3 – Wendy and Lucy: I kind of pretty much worship at the feet of Kelly Reichardt. She’s massively talented and I love her films so much. The first one I saw was Old Joy and it just blew my mind. It’s so quiet but it rips you apart at the same time. I love the way Wendy and Lucy shows the fragility of our financial positions. A friend said to me the other day that really most people are just a few events away from being homeless. Like everyone. I love the way this film uses that old scriptwriting trope of chasing the protagonist up a tree and then throwing stones at her, but it’s so real and so heart breaking and just, yeah, I love art like this because I think it makes it so much harder to look at people who are having a hard time and say, ‘I don’t know you’, or, as seems be more the case here, ‘I’m better than you because I am not having hard times’.
4 – Coffee and Allah: I’ve been thinking a lot about how to write about people that aren’t me and a few weeks ago I got to see three of Sima Urale’s films in a row and I was just like, ‘Holy shit! THIS is what film making in Aotearoa should be doing.’ They are amazing and Coffee and Allah in particular stayed with me because it seems to be exactly what we need to be making at the moment. I don’t know if art has a purpose or a moral agenda but fuck this film is so good, I love the way it shows us to ourselves. I saw an interview with Sima Urale where she talked about recognising in the main character some of this things she felt and I wonder if that is a way into writing people who aren’t me.
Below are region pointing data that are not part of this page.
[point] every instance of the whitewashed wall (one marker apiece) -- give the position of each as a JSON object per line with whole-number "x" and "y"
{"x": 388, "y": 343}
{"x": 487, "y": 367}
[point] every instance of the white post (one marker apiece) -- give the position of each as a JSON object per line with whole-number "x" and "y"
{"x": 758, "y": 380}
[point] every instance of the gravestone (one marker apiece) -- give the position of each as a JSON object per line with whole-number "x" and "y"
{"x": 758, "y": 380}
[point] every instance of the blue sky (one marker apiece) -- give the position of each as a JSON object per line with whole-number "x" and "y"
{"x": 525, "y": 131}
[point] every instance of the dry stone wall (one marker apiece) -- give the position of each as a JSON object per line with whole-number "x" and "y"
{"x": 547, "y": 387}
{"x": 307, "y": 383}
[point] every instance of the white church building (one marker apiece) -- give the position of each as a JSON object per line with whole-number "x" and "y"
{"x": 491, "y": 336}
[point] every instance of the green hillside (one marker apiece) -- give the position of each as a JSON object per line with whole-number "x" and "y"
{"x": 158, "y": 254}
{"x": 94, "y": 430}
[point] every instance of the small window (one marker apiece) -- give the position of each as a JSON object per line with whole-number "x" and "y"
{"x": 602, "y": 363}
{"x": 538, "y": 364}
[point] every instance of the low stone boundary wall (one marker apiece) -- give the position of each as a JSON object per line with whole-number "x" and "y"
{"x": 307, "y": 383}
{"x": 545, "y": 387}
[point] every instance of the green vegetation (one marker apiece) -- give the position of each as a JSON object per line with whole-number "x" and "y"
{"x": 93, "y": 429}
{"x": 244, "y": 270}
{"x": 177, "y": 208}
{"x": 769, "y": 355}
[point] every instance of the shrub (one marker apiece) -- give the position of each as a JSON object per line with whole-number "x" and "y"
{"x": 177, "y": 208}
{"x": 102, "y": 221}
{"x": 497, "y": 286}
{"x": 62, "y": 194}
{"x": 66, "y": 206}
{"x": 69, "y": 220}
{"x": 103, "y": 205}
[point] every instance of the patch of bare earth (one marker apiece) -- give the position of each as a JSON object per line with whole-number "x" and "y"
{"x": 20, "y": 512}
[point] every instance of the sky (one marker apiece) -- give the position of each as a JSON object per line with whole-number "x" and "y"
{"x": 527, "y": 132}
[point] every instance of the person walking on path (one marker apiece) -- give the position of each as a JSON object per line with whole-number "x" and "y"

5 – I Shot Andy Warhol: I really liked Mary Harron’s American Psycho but there’s something about this film that, like as soon as Simon asked if I wanted to do this, this film started scratching at me. What I remember about it was that for years, ever since I heard of him, I had worshipped Andy Warhol but there was something about this story that made me think, Man, there were other super interesting people who just didn’t get a look in. Oh and Jarred Harris plays Warhol to a tee. I love thinking about this film at play with American Psycho like the male killer and the woman with violent motivation, and the way the former is so stylised but in this film we get quite close to Valerie Solanas and we’re not allowed to think of it as economic symbol. Also, Society for Cutting Up Men is just the best name ever and I always think of it.